Adventuring rule #18:  Know your fears, so you can run away from them. 

     Here's a little known word fact for you. Phobia doesn't refer simply to a specific fear. It refers to an irrational fear. When one hears a mention of something called mottephobia, that suffix should flip a switch in the brain to indicate the explanation is going to be a little odd. The subject of this fear knows it is not sensible, not logical and somewhat immature to be held fast by this feeling. That knowledge does nothing to stop the sense of overwhelming helplessness and dread when faced with the cause of the fear: a moth, or even a butterfly. Please, laugh now and get it out of your system, because my panic is not something I can control.

     I was alone in my apartment in Salzburg, fresh off the bus from the train station (hauptbanhof, for the uninitiated) and was reaching for my laptop to upload photos from my weekend in Vienna. The movement snapped the long thread of a spiderweb, leading to a little spider effer in the corner which madly scrambled to remake its web. I bolted to the other side of my bedroom, barely brushing the long lace curtain covering the window. That's when the demon emerged. A brown moth the size of a silver dollar fluttered out and landed on the curtain. I dropped my laptop, screamed and ran out of the room. 

     It took a series of yoga breathing in child's pose to calm myself enough to assess the situation. A demon creature had taken over my bedroom, I couldn't sleep in there until I knew it was gone and there was no one to catch and release it for me. Part of my mind was begging to alert my landlords, but it was late on a quiet Sunday afternoon and we did not share enough language for me to relate the situation to them. I had to do this myself. With minimal screaming. There was no need to attract the police. Unless they would take care of the moth? No. 

     I formed a plan. If I opened a window in the living room, then took a glass from the kitchen and trapped the demon inside, I could release it outside into the growing dusk. The immediate problem was getting close enough to the moth to trap it. Glass in hand, it took a good twenty minutes of pep talks to inch my way to wall and cover the demon. The next problem was how to wedge a slip of paper between the wall and glass to transport the beastie to the open window. Standard printer paper caught on the texture of the curtain and crumpled before it completely covered the mouth of the glass. To make matters worse, moth-demon chose this moment to notice his prison for the first time. His frantic flitting triggered the panic in my chest and I screamed as hot tears fell. 

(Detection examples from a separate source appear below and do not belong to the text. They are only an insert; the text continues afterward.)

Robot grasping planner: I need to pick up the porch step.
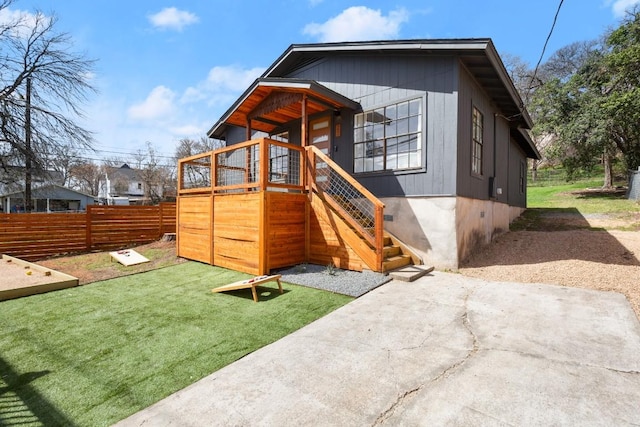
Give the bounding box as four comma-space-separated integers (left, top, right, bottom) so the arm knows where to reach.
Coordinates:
382, 254, 411, 271
383, 244, 402, 259
389, 265, 433, 282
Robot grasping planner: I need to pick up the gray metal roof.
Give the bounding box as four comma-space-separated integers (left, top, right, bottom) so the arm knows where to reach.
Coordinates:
209, 38, 540, 158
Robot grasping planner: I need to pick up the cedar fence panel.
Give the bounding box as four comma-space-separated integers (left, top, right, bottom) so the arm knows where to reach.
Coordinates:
0, 213, 87, 261
0, 203, 176, 261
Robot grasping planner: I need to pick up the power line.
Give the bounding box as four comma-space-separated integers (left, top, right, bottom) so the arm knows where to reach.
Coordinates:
527, 0, 564, 98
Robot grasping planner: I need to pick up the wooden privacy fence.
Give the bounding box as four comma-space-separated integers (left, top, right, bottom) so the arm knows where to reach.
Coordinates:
0, 203, 176, 261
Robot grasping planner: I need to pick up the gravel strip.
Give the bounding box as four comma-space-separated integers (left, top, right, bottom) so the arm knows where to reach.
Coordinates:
277, 264, 391, 298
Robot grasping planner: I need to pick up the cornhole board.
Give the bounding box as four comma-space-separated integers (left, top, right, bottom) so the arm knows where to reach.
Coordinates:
211, 274, 282, 302
109, 249, 149, 267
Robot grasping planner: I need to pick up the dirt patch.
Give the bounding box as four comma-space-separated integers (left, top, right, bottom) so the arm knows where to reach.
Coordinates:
460, 209, 640, 318
0, 258, 71, 291
38, 241, 187, 285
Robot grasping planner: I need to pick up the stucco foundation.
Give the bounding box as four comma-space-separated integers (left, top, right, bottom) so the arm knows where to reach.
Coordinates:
381, 197, 524, 269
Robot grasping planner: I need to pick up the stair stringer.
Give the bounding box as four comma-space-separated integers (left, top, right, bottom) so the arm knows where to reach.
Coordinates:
310, 194, 378, 271
384, 230, 424, 265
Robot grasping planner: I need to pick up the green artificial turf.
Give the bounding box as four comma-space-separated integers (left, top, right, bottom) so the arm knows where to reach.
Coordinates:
0, 262, 352, 426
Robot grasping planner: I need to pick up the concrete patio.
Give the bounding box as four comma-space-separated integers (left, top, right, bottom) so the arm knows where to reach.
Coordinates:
118, 272, 640, 426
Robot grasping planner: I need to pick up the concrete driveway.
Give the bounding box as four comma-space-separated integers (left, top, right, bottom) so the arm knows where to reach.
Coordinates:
118, 272, 640, 426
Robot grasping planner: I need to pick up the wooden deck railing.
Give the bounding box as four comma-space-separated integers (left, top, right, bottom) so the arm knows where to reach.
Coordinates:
307, 146, 384, 271
178, 138, 304, 194
178, 138, 384, 271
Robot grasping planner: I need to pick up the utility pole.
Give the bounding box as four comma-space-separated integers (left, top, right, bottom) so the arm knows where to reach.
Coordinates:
24, 77, 33, 213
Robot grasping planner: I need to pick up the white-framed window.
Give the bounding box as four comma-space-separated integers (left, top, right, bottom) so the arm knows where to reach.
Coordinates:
353, 98, 423, 173
471, 107, 484, 175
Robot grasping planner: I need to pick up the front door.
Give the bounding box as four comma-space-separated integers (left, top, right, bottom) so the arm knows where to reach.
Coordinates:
309, 116, 331, 191
309, 116, 331, 157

     This was true fear. I couldn't breathe. I was frozen, because leaving the wall meant releasing the beast. My salvation rested in a nearby towel, just enough to cover the glass and block the creature from view. I grabbed a handful of glassy tourist brochures and slowly worked them into place. Finally the demon was completely trapped and portable. I snatched up the whole bundle and chucked it out the open window, unable to keep to my plan of a calm release. The window was slammed closed and I dropped to the floor to let the tears and emotions drain out of me. 

     That's when I remembered the spider. I peered around the nightstand where he had made his web. There wasn't anything left in me to kill the tiny effer. I left him there and fell asleep on the other side of the bed.